Revisiting the right wing's Couric-bashing defense of Palin

Way back on September 30, 2008, CBS Evening News anchor Katie Couric asked then-vice presidential candidate Sarah Palin a simple question: "[W]hat newspapers and magazines did you regularly read before you were tapped for this to stay informed and to understand the world?" Palin flubbed the answer, proclaiming that she read “all of them, any of them that have been in front of me all these years,” and declined to name even one before suggesting that Couric, in asking that question, was somehow belittling Alaska as “a foreign country.”

The response from the right was nearly uniform -- defend Palin's awkward answer by attacking Couric's questioning.

On The Corner, National Review's Kathryn Jean Lopez wrote: “Obviously the governor of Alaska reads. And what it looked liked to me is the governor of Alaska decided she wasn't going to play along with Couric. Whatever she answered would be scrutinized for the next 24 hours for what she included and left off. So instead she let Katie badger her a little.”

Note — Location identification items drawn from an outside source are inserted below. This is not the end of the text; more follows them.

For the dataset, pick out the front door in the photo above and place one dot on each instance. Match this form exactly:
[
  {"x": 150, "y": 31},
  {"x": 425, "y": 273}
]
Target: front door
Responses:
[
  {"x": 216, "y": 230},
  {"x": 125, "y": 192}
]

NewsBuster Brent Baker offered an even more strident assault on Couric (emphasis in original): “Couric declared a McCain-Palin policy position 'misleading,' deliberately highlighted a policy disagreement between the two (drilling in ANWR), condescendingly demanded that Palin list the names of newspapers she read in Alaska and then treated Palin's conservative views as alien and thus in need of explanation.

The defense never made a whole lot of sense, but now, after Palin's sit-down last night with Glenn Beck, it completely falls apart. If Palin's flub of the newspaper answer was the fault of an overly aggressive interrogator who “condescendingly” “badgered” the poor, beleaguered candidate, then how would they explain this from last night's interview?

BECK: Who's your favorite founder?

PALIN: Um... you know... well, all of them, because they came collectively together with so much--

BECK: Bull crap. Who's your favorite founder?

PALIN: --diverse. So much diverse opin--So much diversity in terms of belief but collectively they came together to form this union.

Consider the scenario -- Palin had everything going for her. She had none of the pressures of a presidential campaign (or elected office, for that matter) bearing down on her. She was facing an accommodating (one might say creepily sycophantic) interviewer who had created a finely woven cocoon of crazy in which she would feel perfectly comfortable. The question Beck asked was better suited for a third-grade civics class than a nationally televised interview on a cable news channel.

And yet, Palin flubbed it. She flubbed it in the exact same way as Couric's newspaper question. The only difference was that this time she got paid to look like a fool.